This sounds ridiculously frugal, but if you're hard up for cash but have a freezer and a toaster, then freezing bread and toasting it up again can make some pretty awesome sandwiches. You can also stick really cheap bulk-buy cheese on it and make a mini cheese toastie.
That said, if I were still poor, I wouldn't want to keep my stuff in the freezer at one of these pay-per-minute cafes, because it'd be gone by the next time you got to it. I also assume that they lock up at night, so I'm not really sure how this'd help vagrants all that much.
However, if you happened to be lucky with the other people in the cafe (i.e. no-one being obnoxious or noisy), then it makes a ridiculously cheap coworking space.
Your every day grocery store bread tastes about the same after being frozen, and eaten later on. I know at my parent's place, my mom usually has 5 or 6 in the freezer, because she lives outside of town, so it makes more sense to stock up. I live in the city, by myself, so sometimes I'll buy a loaf, make some sandwiches, and toss the rest in the fridge. I don't mind it a little cold, and it doesn't go moldy before I'm able to eat the rest. If I buy fresh bread from the bakery or market, I just eat the entire thing within a day or two because it's delicious, and freezing would be a sin.

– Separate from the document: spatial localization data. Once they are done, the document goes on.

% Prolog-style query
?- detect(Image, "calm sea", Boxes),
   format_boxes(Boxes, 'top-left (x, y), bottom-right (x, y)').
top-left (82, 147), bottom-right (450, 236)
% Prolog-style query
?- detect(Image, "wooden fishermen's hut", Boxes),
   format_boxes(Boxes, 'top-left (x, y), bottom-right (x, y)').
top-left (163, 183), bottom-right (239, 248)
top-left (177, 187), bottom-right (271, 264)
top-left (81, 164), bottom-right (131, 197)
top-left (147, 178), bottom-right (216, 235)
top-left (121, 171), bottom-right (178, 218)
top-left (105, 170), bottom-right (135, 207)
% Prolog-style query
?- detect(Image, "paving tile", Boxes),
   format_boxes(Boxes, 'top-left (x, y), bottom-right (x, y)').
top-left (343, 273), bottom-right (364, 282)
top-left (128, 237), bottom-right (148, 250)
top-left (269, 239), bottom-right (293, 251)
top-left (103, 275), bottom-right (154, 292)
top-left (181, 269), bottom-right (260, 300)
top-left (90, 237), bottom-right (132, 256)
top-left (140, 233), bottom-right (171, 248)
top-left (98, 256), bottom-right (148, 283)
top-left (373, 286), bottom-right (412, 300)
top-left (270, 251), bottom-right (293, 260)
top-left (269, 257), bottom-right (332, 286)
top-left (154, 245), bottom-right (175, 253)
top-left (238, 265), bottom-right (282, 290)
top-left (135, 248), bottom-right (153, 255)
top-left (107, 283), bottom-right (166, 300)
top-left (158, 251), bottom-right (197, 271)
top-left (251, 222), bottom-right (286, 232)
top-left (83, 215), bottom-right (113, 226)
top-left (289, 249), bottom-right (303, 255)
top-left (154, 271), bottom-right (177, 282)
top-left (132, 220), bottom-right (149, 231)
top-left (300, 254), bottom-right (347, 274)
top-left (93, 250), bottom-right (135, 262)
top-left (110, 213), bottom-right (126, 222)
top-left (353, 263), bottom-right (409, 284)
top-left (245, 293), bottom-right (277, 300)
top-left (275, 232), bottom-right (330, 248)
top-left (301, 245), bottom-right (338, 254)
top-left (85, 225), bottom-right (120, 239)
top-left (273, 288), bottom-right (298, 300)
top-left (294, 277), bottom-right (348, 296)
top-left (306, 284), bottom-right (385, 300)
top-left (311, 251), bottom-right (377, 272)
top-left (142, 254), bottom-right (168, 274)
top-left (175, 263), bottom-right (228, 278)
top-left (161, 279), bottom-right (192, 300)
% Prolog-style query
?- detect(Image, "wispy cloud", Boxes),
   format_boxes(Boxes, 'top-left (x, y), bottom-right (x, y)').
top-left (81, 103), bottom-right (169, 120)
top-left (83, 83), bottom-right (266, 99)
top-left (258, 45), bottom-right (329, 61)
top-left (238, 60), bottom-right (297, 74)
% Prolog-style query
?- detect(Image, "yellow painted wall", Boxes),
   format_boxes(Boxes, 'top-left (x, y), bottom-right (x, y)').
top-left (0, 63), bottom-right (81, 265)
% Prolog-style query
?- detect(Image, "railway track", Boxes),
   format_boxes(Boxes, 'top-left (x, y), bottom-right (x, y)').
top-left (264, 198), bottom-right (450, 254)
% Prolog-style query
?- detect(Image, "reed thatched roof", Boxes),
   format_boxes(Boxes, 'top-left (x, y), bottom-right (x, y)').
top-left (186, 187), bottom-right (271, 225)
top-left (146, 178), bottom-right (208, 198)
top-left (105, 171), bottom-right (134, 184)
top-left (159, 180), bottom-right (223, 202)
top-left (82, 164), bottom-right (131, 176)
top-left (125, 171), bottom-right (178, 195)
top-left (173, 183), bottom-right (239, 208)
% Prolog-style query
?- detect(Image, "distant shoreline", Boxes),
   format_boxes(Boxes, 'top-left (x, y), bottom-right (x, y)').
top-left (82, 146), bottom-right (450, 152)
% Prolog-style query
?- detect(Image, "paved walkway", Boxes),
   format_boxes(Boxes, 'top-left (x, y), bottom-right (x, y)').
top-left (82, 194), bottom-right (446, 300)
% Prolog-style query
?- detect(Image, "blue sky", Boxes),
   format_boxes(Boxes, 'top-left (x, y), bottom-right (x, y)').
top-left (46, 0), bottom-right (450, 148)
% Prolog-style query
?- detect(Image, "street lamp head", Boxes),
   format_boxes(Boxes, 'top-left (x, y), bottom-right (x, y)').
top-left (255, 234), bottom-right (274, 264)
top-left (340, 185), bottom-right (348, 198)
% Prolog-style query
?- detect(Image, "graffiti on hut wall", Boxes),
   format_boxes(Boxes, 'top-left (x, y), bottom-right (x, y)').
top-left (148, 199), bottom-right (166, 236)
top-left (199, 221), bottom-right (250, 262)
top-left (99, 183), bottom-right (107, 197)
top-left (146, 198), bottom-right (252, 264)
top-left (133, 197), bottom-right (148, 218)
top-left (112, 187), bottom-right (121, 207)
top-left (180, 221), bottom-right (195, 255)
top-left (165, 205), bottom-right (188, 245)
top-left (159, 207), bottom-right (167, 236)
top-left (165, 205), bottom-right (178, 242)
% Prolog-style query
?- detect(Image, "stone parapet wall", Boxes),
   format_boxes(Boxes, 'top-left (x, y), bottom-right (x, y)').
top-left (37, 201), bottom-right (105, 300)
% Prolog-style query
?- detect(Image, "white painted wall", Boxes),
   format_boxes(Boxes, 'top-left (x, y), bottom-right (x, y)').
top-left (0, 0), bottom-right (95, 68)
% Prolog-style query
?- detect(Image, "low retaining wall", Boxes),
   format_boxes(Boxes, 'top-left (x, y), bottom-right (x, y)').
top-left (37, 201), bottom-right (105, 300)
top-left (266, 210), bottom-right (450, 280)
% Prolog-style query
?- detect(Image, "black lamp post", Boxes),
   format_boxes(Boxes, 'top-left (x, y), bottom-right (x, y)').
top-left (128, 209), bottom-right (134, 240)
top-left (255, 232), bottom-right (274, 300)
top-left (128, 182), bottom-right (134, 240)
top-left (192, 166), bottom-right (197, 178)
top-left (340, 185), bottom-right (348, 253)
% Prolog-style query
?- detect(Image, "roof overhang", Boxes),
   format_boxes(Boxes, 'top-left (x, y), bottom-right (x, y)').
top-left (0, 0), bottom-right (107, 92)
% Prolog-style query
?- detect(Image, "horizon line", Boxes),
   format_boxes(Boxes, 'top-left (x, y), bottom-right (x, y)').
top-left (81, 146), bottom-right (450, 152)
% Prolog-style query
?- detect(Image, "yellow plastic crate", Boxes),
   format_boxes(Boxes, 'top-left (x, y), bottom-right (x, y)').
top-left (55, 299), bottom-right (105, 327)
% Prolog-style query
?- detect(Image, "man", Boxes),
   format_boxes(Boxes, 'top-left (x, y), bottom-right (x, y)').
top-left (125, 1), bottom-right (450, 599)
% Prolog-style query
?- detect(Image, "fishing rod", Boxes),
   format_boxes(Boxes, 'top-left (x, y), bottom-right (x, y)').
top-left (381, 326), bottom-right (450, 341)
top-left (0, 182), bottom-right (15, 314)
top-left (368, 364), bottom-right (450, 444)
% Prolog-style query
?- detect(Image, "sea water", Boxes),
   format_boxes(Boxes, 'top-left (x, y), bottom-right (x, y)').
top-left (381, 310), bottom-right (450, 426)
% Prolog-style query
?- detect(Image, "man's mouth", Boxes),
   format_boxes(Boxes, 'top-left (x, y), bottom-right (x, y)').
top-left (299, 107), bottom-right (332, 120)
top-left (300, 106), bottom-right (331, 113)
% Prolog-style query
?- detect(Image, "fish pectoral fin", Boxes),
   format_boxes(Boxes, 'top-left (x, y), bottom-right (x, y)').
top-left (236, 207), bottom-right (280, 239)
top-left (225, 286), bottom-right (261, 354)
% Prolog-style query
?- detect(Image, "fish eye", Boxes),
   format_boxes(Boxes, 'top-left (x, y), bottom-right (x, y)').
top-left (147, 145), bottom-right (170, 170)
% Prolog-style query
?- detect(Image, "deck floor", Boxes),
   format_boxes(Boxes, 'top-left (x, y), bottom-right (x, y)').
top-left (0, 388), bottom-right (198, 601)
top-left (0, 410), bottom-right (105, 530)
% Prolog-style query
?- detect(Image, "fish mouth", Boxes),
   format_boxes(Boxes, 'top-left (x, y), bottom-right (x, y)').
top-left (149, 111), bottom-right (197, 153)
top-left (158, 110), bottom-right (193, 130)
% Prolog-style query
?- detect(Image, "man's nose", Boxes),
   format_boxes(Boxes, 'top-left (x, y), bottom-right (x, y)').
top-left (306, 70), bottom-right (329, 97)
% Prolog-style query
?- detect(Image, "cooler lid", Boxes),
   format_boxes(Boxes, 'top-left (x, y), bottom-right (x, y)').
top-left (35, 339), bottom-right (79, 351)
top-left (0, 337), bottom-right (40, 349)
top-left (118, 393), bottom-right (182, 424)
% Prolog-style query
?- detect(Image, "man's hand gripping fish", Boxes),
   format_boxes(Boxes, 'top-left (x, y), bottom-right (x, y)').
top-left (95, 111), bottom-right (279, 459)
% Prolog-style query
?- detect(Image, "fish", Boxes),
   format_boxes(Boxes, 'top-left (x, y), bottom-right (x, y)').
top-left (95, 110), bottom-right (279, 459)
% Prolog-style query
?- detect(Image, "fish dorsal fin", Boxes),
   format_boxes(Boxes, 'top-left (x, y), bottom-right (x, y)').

If you were really poor, a bread machine is probably the easiest & cheapest way to make bread. It comes out to be around 25 cents a loaf, and you can control how much you want to make per batch. You only really need yeast and flour. However, the $25 bread machine is a small investment required.
Wouldn't making it by hand and throwing it in an oven be cheaper?
Although it depends on your oven if gas or electric, your time and effort, how much power a bread machine uses. The oven makes bread far better than a bread machine but a bread machine is better than mass produced, sliced, preservative laden white bread.
But you could time it so the bread is baked when the oven is used for cooking supper.
A toaster oven with small bread pans also works great and is more versatile for about $10 more. Among other things I made sweetbread this way for several months when I was in college using instant pancake mix mixed with cracked wheat.
Making your bread by hand is cheaper. And I'd drop the yeast. Just do your own wild-caught sourdough. (You do need salt, however. Bread without salt doesn't really work. And water.)
If you're only optimising for cost, sure. If you're also optimising for effort, yeast is a no-brainer.
The machine is useful if you're not good at/willing to/able to plan a bit. You have to do a number of steps on a schedule when baking by hand, there's only one to worry about with a machine.
I do that anyway even for a single loaf of bread since I hate dry, stale bread. The freezer keeps it fresh and to make toast just throw the frozen slices into a toaster, no need to thaw first.
Yea--I grew up in the "if you want something to eat learn
how to cook Dude". Plus, my girlfriends we so terrible(I think they were rebelling, or though it was cute?)
at cooking. One of the first things I learned how to
make was bread, but it always came out terrible, except pizza dough. I have perfected rice with a steamer though.
Rice is cheap if you are strapped.
Very true. We don't eat enough bread to keep the loaf fresh for its lifetime, and we are then left with chucking bread out.
Instead, we split the loaf and use slices as necessary.
Freeze it, then after a bit of experimentation, you can find the perfect toaster setting to defrost it (and even have it warm) without toasting it. I do it all the time.
What really annoys me is that it's possible to make bread that lasts for >30 days, but they don't due to people's stupid phobias of food treatments. Before I started freezing it all the time, I used to waste so much from it going mouldy, so I'd bet many people still do.